Ari: I saw a video of the three actors talking about the Maryam…
Maryam: [laughs] It’s not true!
Ari: One of the actors said, “Maryam knows exactly what she wants.” And I thought to myself, is that actor complaining? Maraym, what is your approach to the actors adding to the character, bringing in aspects you hadn’t imagined?
Maryam: We took a long time to develop the characters, like a year. I’m very open to talking with the actors about their characters’ back stories. But there are times when you also have to stand up and say I know exactly what this scene is. And there’ll be a fight. For example in the scene where Mehran tell her sister “your hands are dirty.”--the idea that her hands are najes. The actress wanted to start off the whole scene angry. Just various levels of anger. And I said “No,” you have start by joking with him when you reply; she doesn’t think he’s serious. But when she finds out he really means it, that’s when the shock and anger come in. When you play it with the same emotion, the insult doesn’t stab. We actually had a big fight about it; she was saying, “I know the character.”

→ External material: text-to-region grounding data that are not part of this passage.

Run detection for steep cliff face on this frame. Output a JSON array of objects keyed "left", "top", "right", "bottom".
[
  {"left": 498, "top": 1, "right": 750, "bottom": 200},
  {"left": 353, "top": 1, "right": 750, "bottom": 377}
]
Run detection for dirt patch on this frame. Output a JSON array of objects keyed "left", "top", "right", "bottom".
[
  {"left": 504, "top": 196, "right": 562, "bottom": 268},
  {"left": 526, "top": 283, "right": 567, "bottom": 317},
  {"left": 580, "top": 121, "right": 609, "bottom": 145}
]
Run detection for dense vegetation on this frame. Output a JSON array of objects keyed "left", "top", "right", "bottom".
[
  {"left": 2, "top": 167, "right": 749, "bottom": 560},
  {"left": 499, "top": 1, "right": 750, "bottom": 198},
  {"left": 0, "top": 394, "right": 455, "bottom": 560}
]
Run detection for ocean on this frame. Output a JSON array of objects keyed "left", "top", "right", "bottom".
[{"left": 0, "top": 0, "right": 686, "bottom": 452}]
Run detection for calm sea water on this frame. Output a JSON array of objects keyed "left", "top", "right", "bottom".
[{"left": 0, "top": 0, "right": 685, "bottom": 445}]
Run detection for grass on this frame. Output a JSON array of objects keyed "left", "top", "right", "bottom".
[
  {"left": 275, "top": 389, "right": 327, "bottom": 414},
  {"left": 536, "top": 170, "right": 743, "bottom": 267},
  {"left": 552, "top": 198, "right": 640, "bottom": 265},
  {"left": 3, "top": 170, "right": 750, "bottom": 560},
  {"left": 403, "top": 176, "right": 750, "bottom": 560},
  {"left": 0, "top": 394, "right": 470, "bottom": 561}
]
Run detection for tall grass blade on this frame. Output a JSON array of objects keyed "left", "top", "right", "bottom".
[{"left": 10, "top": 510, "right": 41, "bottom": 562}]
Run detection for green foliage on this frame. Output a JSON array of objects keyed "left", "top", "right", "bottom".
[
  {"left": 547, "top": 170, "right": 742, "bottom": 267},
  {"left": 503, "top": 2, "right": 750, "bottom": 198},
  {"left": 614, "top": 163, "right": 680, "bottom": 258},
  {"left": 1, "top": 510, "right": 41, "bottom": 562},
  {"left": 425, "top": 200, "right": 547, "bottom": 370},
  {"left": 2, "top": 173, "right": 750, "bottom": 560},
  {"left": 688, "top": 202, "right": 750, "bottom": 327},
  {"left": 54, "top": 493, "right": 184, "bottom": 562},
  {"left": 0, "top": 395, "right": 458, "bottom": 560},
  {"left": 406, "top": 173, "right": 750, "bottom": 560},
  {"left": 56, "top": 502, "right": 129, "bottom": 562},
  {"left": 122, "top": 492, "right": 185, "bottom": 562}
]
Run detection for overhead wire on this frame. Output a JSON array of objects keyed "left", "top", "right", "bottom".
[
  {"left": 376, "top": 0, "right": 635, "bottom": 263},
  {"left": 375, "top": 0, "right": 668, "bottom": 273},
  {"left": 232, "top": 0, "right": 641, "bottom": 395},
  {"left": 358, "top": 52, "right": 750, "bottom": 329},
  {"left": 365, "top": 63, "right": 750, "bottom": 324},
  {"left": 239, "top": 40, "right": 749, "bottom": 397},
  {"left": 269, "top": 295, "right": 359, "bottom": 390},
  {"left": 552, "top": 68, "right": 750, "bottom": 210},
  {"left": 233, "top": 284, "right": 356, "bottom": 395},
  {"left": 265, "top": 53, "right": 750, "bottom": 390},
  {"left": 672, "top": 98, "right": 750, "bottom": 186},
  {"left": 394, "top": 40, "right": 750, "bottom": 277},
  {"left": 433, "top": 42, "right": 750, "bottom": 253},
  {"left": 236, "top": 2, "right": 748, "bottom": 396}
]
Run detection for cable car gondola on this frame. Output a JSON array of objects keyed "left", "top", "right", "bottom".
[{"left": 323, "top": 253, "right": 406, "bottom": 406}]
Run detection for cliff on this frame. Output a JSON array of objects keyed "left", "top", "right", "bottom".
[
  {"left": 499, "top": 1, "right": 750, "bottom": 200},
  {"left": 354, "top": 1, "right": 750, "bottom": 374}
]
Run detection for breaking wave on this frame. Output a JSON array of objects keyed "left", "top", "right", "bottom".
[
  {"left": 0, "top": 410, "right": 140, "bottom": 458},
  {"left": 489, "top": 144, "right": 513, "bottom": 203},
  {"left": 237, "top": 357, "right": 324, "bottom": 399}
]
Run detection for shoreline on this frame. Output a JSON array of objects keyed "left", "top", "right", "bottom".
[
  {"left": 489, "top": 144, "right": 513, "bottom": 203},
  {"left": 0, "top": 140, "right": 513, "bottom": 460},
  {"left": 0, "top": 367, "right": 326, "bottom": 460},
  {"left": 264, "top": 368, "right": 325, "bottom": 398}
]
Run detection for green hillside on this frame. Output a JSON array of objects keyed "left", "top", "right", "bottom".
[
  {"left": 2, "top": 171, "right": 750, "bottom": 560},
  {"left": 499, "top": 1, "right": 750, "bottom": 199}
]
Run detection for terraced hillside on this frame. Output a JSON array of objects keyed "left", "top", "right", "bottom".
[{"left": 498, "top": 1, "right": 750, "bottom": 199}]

Finally there’s a moment when you have to say, OK we’ll do it both ways but trust me I know what will work in terms of this character. The girls had never acted; this was their first film. But it worked for us because we trusted each other. I don’t think we could have done what we did if we didn’t trust each other. I love these characters; they love these characters. They knew that I’m not just doing this for some political reason. They knew that I had a lot at stake, that I have family in Iran, love Iran, have always focused on Iran not just in film but in my education too, so they trusted that we all wanted to make the best film.
True to Persian custom Maryam, Reza, and I had a doorway parting conversation. We continued about the stresses of making the film in Lebanon. Though they had permission to film, authorities could walk in at any time and ruin the mood—or worse. Imagining the Lebanese authorities walking in on the Milk dubbing scene where the actors were making loud gay sex noises into the microphone made me crack up. Maryam and Reza appeared less amused. Must have been rough, despite all the fun they had making the film—and despite the fact that Circumstance had beaten the odds with sheer talent to win the internationally coveted Sundance Audience Award.